[PATCH] drm/amdgpu: add support to SMU debug option

Wed Dec 1 16:01:27 UTC 2021

On 2021-12-01 8:11 a.m., Christian König wrote:
> Adding Andrey as well.
>
> Am 01.12.21 um 12:37 schrieb Yu, Lang:
>> [SNIP]
>>>>>>>> + BUG_ON(unlikely(smu->smu_debug_mode) && res);
>>>>>>> BUG_ON() really crashes the kernel and is only allowed if we
>>>>>>> prevent further data corruption with that.
>>>>>>>
>>>>>>> Most of the time WARN_ON() is more appropriate, but I can't fully
>>>>>>> judge here since I don't know the SMU code well enough.
>>>>>> This is what SMU FW guys want. They want "user-visible (potentially
>>>>>> fatal)
>>>>> errors", then a hang.
>>>>>> They want to keep system state since the error occurred.
>>>>> Well that is rather problematic.
>>>>>
>>>>> First of all we need to really justify that, crashing the kernel is
>>>>> not something easily done.
>>>>>
>>>>> Then this isn't really effective here. What happens is that you crash
>>>>> the kernel thread of the currently executing process, but it is
>>>>> perfectly possible that another thread still tries to send messages
>>>>> to the SMU. You need to have the BUG_ON() before dropping the lock to
>>>>> make sure that this really gets the driver stuck in the current 
>>>>> state.
>>>> Thanks. I got it. I just thought it is a kenel panic.
>>>> Could we use a panic() here?
>>> Potentially, but that might reboot the system automatically which is 
>>> probably not
>>> what you want either.
>>>
>>> How does the SMU firmware team gather the necessary information when a
>>> problem occurs?
>> As far as I know, they usually use a HDT to collect information.
>> And they request a hang when error occurred in ticket.
>> "Suggested error responses include pop-up windows (by x86 driver, if 
>> this is possible) or simply hanging after logging the error."
>
> In that case I suggest to set the "don't_touch_the_hardware_any_more" 
> procedure we also use in case of PCIe hotplug.
>
> Andrey has the details but essentially it stops the driver from 
> touching the hardware any more, signals all fences and unblocks 
> everything.
>
> It should then be trivial to inspect the hardware state and see what's 
> going on, but the system will keep stable at least for SSH access.
>
> Might be a good idea to have that mode for other fault cases like page 
> faults and hardware crashes.
>
> Regards,
> Christian.

There is no one specific function that does all of that, what I think 
can be done is to bring the device to kind of halt state where no one 
touches it - as following -

1) Follow amdpgu_pci_remove -

     drm_dev_unplug to make device inaccessible to user space (IOCTLs 
e.t.c.) and clears MMIO mappings to device and disallows remappings 
through page faults

     No need to call all of amdgpu_driver_unload_kms but, within it call 
amdgpu_irq_disable_all and amdgpu_fence_driver_hw_fini toi disable 
interrupts and force signall all HW fences.

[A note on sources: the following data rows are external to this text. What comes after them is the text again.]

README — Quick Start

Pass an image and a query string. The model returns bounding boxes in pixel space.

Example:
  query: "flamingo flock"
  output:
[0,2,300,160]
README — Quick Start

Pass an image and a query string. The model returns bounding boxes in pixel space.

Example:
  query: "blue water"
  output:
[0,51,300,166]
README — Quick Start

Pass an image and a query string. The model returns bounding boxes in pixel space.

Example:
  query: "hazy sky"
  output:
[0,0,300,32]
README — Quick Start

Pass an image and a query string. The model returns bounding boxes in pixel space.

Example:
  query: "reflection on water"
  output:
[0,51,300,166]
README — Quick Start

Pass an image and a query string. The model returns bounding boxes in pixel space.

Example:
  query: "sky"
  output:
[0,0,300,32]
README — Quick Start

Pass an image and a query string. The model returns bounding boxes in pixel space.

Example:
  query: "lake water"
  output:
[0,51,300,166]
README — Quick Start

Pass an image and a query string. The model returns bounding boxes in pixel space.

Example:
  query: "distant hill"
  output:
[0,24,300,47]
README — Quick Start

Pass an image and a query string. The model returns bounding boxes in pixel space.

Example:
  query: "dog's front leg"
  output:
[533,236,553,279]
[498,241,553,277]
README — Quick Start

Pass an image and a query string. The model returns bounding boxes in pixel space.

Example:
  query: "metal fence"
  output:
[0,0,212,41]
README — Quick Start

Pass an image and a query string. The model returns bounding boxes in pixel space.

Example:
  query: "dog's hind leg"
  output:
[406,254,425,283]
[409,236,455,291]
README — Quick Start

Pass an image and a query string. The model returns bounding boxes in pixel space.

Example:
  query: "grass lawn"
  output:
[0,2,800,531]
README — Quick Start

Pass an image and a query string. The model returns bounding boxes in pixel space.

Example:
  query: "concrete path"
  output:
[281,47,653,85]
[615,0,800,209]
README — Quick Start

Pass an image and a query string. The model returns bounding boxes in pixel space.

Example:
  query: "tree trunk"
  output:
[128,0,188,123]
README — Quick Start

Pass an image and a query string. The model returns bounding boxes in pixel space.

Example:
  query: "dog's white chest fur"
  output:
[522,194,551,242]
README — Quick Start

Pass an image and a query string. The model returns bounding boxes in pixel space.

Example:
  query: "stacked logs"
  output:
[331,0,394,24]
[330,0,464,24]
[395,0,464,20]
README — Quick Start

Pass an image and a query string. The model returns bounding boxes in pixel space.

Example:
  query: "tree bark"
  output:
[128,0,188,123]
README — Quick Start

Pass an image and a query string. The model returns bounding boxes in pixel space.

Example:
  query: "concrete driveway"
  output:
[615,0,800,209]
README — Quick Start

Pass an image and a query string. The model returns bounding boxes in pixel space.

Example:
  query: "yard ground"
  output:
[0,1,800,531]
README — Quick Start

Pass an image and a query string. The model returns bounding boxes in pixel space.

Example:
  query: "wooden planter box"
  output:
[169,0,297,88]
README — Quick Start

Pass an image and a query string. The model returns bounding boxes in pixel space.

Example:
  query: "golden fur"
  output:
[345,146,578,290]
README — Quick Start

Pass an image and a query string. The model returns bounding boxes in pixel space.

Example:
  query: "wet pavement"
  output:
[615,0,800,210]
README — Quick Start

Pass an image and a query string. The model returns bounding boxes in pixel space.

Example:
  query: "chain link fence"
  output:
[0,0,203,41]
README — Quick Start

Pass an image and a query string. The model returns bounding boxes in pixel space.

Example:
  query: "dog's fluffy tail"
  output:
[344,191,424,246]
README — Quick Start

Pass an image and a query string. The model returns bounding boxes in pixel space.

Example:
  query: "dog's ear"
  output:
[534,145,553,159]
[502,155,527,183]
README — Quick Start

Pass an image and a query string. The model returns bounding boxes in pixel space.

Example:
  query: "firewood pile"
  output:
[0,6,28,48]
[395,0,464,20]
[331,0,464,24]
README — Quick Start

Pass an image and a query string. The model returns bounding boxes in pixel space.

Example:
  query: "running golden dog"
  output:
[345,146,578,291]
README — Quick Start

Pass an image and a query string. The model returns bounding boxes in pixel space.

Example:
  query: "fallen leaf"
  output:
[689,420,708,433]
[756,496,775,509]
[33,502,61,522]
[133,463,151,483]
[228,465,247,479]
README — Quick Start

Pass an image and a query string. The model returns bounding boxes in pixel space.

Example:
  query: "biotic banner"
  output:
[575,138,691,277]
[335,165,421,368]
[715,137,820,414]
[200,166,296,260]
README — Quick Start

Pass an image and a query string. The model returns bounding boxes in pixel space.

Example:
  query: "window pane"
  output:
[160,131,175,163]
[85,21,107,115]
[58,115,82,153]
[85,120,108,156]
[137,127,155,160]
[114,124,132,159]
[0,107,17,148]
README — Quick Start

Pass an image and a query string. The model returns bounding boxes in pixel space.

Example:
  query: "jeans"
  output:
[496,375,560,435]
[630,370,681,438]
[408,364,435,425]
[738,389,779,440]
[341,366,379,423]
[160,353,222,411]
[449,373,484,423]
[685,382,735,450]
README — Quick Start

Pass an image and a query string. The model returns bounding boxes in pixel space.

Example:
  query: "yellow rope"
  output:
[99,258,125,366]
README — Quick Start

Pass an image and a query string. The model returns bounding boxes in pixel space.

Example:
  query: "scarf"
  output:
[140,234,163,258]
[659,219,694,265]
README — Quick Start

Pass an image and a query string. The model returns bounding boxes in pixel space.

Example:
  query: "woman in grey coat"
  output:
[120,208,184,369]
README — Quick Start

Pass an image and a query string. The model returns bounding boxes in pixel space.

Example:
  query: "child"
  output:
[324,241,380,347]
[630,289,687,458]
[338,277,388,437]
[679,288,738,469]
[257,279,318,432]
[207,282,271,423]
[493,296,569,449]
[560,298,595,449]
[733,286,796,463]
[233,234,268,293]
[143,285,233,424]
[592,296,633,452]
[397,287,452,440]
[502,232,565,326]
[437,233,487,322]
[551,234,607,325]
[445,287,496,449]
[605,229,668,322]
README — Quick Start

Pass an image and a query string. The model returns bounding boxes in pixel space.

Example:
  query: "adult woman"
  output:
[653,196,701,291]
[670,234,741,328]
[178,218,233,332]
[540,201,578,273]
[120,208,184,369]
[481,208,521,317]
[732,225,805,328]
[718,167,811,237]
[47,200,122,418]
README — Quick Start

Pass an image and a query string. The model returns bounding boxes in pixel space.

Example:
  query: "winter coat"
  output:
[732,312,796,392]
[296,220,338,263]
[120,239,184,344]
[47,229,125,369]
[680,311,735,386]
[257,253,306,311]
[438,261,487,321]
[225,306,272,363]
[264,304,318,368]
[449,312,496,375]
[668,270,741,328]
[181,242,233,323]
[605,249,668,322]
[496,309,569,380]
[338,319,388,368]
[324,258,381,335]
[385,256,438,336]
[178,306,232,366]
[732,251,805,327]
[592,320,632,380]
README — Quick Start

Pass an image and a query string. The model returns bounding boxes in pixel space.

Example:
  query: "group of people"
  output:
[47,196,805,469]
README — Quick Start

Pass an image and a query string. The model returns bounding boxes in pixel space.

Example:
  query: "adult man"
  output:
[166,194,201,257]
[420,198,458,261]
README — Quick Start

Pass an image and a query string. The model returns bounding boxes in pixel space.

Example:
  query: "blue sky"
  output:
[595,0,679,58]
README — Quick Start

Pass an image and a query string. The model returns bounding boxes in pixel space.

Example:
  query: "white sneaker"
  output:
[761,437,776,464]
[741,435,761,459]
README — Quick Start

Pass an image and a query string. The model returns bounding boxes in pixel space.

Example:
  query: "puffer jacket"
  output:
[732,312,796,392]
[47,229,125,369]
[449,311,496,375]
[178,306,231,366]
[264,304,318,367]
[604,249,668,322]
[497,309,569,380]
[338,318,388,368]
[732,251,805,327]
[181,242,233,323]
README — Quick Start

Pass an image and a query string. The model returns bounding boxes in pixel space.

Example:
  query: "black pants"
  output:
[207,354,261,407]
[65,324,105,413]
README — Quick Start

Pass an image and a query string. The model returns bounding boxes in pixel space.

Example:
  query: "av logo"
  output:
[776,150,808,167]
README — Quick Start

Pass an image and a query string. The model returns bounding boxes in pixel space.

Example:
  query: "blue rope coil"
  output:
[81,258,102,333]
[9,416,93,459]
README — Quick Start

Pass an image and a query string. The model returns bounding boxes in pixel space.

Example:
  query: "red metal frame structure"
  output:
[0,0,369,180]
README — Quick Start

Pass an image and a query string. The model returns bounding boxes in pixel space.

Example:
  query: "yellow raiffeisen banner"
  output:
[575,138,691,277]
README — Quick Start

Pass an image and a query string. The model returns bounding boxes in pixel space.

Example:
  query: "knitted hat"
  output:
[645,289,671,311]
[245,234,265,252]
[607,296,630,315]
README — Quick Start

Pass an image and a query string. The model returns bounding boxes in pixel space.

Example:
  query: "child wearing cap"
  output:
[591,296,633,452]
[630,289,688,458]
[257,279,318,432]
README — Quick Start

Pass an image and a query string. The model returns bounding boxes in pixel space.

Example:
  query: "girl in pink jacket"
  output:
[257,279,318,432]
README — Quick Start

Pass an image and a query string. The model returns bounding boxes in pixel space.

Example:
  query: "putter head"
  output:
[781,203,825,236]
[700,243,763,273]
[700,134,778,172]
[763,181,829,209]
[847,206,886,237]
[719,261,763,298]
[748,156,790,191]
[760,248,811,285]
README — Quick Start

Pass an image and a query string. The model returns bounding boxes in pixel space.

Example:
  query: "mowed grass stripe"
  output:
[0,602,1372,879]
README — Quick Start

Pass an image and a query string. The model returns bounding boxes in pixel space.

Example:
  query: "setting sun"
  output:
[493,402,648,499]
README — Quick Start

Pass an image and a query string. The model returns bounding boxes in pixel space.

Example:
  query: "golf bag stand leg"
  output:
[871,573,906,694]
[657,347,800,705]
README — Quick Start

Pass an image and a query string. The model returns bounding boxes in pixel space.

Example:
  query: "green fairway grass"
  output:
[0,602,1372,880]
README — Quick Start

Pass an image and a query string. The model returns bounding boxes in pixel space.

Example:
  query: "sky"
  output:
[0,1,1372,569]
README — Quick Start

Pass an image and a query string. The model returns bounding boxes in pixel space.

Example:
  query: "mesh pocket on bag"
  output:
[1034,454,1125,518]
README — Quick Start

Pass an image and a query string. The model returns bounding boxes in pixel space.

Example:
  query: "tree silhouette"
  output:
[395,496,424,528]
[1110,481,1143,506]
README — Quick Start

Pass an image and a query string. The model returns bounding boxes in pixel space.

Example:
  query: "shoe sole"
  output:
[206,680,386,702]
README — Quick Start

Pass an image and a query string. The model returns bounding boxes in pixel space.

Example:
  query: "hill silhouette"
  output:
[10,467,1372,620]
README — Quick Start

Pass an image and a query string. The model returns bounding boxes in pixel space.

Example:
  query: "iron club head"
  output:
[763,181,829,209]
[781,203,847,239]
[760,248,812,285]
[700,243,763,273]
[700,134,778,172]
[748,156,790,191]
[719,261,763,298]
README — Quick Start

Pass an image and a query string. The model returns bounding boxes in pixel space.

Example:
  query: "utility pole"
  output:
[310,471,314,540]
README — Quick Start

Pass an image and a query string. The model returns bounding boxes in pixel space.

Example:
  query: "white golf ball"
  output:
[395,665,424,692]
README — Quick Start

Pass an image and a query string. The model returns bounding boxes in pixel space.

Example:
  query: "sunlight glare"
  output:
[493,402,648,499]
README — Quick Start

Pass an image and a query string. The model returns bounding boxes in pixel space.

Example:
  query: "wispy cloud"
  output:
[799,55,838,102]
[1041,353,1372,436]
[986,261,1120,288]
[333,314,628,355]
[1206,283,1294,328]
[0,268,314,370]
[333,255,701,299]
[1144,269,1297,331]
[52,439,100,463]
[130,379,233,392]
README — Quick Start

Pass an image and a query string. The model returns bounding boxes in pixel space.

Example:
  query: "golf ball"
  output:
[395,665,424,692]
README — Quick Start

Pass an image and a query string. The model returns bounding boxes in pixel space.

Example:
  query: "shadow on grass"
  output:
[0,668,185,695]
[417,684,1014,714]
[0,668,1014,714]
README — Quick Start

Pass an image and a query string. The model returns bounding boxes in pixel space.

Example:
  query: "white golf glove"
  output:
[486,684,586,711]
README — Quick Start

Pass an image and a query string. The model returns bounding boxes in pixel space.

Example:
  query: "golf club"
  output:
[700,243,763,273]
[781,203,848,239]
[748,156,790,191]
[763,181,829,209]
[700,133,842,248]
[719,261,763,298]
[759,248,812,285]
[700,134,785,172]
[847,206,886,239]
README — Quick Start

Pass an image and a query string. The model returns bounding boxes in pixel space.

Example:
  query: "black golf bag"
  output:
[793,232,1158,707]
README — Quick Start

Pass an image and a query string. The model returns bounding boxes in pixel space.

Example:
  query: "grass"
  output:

     pci_disable_device and pci_wait_for_pending_transaction to flush 
any in flight DMA operations from device

2) set adev->no_hw_access so that most of places we access HW (all 
subsequent registers reads/writes and SMU/PSP message sending is 
skipped, but some race will be with those already in progress so maybe 
adding some wait)

Andrey

>
>>
>> Regards,
>> Lang
>>
>